In einem Interview mit SPORT1 Ende 2020, verriet sie, dass sie sich als „Leader-Typ“ auf dem Platz sehe. „Ich bin relativ laut und setze gerne ein Zeichen, wenn es nicht läuft“, sagte sie damals. Ihr Vorbild sei ihr Bruder. Der trete auf dem Platz ähnlich auf und übernehme viel Verantwortung.

Ohnehin pflegt Oberdorf eine enge Beziehung zu ihrem Bruder Tim. Der steht bei Fortuna Düsseldorf in der 2. Bundesliga auf dem Platz. Angesprochen auf seine Schwester, verriet der Innenverteidiger am Samstag am SPORT1-Mikrofon: „Wir versuchen schon, uns jeden Tag auszutauschen.“ Wegen der Zeitverschiebung nach Australien und Neuseeland sei das aber gar nicht so leicht. Die beiden hätten nur „ein kurzes Zeitfenster“.

Oberdorf gab WM-Debüt mit 17 Jahren und fünf Monaten

Seine Schwester verfolgt bei der WM derweil große Ziele. Zum Turnierstart sagte Oberdorf bei SPORT1, dass sie sich den WM-Titel vornehme, aber auch „dass alle fit bleiben und man Deutschland weiter begeistert und einen guten Fußball zeigt“.

Dass sie nun im Fokus der Öffentlichkeit steht, ist für die 21-Jährige dabei nichts Neues. Ihr außergewöhnlicher Karriereweg sorgte dafür, dass das Interesse an ihr stetig stieg. 2014 debütierte sie als damals 12-Jährige in der U15-Nationalmannschaft. Bis zur B-Jugend spielte sie auf Vereinsebene noch in den Männermannschaften mit.

2018 folgte der Schritt in die Frauen-Bundesliga. Zuerst spielte sie bei der SGS Essen, 2020 wechselte sie nach Wolfsburg. Schon 2018 zur Nationalmannschaft gestoßen, gab sie 2019 mit 17 Jahren, fünf Monaten und 20 Tagen ihr WM-Debüt. Damit löste sie DFB-Legende Birgit Prinz ab, die den Rekord als jüngste deutsche WM-Spielerin zuvor hielt. Inzwischen steht Oberdorf trotz des jungen Alters bereits bei 38 Länderspielen.

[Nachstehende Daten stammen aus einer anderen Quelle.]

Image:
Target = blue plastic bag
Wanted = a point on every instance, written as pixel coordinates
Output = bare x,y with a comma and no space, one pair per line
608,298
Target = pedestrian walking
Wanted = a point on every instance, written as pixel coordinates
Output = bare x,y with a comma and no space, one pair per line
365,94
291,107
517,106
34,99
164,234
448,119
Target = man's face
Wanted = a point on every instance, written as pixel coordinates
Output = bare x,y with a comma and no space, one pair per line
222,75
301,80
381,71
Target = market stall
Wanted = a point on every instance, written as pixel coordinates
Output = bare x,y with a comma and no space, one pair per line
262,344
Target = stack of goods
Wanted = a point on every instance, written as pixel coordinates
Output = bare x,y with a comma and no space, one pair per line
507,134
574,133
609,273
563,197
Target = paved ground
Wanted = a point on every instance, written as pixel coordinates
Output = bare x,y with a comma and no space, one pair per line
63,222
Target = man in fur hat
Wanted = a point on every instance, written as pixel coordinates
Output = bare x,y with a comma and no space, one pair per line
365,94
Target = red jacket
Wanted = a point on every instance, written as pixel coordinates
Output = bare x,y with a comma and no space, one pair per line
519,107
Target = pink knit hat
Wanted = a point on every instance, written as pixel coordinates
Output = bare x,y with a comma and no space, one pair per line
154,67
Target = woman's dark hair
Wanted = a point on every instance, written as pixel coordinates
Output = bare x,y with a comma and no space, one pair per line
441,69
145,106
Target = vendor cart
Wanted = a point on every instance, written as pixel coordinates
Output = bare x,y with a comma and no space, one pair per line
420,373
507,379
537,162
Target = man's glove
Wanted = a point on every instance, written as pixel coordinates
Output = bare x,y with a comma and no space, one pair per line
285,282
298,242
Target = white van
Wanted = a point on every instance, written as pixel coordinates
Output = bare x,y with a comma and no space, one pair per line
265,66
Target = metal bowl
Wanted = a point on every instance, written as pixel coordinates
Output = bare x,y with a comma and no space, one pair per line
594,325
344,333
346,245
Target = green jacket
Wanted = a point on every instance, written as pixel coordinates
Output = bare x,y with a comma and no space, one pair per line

Bei SPORT1 beschrieb sie ihren steilen Aufstieg schon 2020 als „Rausch“ - ohne damals wissen zu können, dass sie zwei Jahre später bereits zu den besten Fußballerinnen der Welt zählen würde.

Doch das geht auch an der bodenständigen Spielerin nicht vorbei. Im Vogue-Interview verriet Oberdorf kürzlich, dass sie Druck spüre, ihre guten Leistungen konstant bestätigen zu müssen. „Ich möchte ja nicht, dass in drei oder vier Jahren über mich gesagt wird: ‚Ach, das war doch damals diese Spielerin, die auch ausgezeichnet wurde, aber heute hört man von ihr gar nichts mehr!‘“

Dadurch „habe ich fast den Spaß am Fußball verloren“

Dadurch „habe ich fast den Spaß am Fußball verloren, weil es für mich plötzlich eine Pflichtaufgabe war, die ich erfüllen musste“, erklärte sie. Doch seit Oberdorf mit einem Mental-Coach beim VfL Wolfsburg daran arbeite, könne sie auch besser mit dem Druck umgehen.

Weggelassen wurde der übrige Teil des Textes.